3. Increase Protein Amount to lose weight with PCOS
Include both essential natural sources of protein such as chicken, fish, eggs and best effective supplements such as whey protein in your diet. Protein controls blood sugar levels and helps in weight loss by burning more calories. If you are a vegetarian then you can choose vegetarian options like lentils, beans, milk and nuts.
4. Stay Away From Processed Food
If you have PCOS, your body digests sugar differently. Processed food contains a lot of sugar, which increases the blood sugar level. So don’t eat them at all.
5. Incorporate Yeast Foods
Any food containing yeast is very beneficial for the stomach. The probiotics present in it promote healthy bacteria in the gut. It increases metabolism and controls weight. Experts recommend including fermented fruits and vegetables in the diet. Make fermented carrots, cabbage and kaffir a part of your diet.
6. Everyday Exercise Is Mandatory
Regular resistance training or workout should be a part of your routine. It enhances metabolism. Apart from this, you can also include cardio in your routine. Although diet control is essential for weight loss, workouts are equally important for you.
7. Don’t Starve Yourself
Being hungry will not help you lose weight. On the contrary, it will slow down your metabolism and increase your weight. Being hungry will also have a bad effect on your hormones.
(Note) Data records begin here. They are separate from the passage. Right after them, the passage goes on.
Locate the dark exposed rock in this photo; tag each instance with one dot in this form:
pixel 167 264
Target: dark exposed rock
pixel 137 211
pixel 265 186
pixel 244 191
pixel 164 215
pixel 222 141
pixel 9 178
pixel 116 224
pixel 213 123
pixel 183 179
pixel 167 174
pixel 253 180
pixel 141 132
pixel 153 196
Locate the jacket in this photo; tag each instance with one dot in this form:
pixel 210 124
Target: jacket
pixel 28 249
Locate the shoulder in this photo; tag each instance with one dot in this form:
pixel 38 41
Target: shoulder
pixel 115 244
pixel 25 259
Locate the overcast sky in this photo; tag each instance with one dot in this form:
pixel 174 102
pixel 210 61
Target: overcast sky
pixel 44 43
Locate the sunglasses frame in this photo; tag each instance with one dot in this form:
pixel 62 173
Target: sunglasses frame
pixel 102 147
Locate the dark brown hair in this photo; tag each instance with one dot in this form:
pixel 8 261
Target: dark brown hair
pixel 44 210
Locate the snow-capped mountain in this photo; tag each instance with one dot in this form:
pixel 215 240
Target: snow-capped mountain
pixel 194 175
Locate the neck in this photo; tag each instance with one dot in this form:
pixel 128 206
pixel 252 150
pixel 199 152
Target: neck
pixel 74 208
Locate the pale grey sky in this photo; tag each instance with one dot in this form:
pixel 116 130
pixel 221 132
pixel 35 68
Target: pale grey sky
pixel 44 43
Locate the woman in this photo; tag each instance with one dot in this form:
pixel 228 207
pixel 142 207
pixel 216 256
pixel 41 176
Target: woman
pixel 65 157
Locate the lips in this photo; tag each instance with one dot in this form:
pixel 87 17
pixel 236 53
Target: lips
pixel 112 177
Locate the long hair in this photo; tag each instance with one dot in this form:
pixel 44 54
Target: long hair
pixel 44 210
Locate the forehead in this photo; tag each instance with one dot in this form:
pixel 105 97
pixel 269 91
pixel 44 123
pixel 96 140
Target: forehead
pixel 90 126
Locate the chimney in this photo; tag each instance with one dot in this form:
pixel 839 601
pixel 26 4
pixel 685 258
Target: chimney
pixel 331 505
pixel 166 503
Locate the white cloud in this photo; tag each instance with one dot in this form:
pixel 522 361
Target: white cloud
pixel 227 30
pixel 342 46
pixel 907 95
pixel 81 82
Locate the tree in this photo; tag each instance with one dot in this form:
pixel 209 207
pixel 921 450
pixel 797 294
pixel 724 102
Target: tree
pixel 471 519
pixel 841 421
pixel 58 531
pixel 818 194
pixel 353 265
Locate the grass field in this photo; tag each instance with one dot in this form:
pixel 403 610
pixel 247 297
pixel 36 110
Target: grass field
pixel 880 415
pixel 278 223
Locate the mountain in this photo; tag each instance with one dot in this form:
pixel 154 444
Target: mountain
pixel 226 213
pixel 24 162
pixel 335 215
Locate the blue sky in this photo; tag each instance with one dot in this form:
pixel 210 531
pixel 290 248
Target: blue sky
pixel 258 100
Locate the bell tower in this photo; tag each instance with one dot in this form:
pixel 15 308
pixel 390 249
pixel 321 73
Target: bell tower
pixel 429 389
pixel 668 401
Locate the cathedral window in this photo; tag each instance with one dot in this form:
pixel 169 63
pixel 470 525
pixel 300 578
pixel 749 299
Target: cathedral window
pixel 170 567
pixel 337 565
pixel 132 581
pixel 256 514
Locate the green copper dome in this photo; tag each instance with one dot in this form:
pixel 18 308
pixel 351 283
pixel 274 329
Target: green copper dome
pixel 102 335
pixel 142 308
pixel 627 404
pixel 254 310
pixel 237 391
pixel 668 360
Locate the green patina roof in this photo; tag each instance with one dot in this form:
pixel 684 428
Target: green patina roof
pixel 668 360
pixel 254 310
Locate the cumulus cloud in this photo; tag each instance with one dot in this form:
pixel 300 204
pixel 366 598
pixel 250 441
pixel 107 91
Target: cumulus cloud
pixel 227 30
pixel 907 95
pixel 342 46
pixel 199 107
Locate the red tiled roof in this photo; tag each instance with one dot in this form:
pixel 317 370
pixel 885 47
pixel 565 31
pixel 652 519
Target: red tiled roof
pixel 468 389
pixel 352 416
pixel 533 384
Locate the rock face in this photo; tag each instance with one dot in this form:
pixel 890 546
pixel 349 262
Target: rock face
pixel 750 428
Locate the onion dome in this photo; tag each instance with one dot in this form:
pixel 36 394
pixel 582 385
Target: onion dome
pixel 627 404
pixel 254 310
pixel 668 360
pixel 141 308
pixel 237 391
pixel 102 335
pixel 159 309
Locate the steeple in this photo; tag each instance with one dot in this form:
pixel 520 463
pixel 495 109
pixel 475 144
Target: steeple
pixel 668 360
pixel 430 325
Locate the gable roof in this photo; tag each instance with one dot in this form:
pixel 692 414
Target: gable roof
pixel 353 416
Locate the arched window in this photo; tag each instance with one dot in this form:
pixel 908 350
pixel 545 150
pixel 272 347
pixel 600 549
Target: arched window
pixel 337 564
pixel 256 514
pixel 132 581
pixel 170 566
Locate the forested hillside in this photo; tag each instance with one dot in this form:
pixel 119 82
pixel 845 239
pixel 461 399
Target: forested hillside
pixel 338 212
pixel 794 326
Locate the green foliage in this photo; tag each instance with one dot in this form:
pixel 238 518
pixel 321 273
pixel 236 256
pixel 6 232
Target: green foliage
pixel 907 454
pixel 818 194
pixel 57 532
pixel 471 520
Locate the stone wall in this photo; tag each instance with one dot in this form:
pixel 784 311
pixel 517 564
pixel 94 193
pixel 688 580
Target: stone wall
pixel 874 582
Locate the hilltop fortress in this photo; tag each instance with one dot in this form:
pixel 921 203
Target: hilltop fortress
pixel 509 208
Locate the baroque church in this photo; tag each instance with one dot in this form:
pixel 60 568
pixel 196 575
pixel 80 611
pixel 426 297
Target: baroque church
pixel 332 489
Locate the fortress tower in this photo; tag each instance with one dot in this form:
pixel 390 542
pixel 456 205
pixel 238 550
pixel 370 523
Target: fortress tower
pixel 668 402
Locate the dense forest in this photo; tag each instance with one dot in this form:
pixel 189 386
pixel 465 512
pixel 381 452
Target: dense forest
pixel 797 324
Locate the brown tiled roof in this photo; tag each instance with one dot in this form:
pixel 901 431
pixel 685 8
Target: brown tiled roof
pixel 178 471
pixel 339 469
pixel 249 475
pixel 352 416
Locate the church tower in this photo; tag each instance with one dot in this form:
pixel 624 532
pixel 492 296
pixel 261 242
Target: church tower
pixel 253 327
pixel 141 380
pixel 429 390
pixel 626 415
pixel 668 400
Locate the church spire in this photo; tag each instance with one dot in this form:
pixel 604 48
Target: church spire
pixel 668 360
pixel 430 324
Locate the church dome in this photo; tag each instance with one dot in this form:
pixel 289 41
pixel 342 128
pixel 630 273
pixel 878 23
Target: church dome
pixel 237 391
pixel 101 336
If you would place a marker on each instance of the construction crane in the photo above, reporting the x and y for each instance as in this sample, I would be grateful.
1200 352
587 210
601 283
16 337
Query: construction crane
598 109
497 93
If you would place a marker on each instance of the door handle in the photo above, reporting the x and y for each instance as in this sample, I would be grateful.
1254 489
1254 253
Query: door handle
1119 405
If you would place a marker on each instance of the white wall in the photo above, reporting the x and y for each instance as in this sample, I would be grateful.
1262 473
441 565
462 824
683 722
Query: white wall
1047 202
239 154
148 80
8. Get good sleep to lose weight with PCOS
Lack of sleep makes you feel more hungry throughout the day. The reason for this is an imbalance of hormones that control appetite due to lack of sleep. By sleeping well, your body heals and recovers. Get enough or at least seven to eight hours of sleep. Also, you should get out in the sunlight within 30 minutes of waking up in the morning. This actually increases the level of serotonin and melatonin. This allows you to sleep better at night and feel fresh in the morning.
If you bring these simple changes in your life, then you will have no problem losing weight.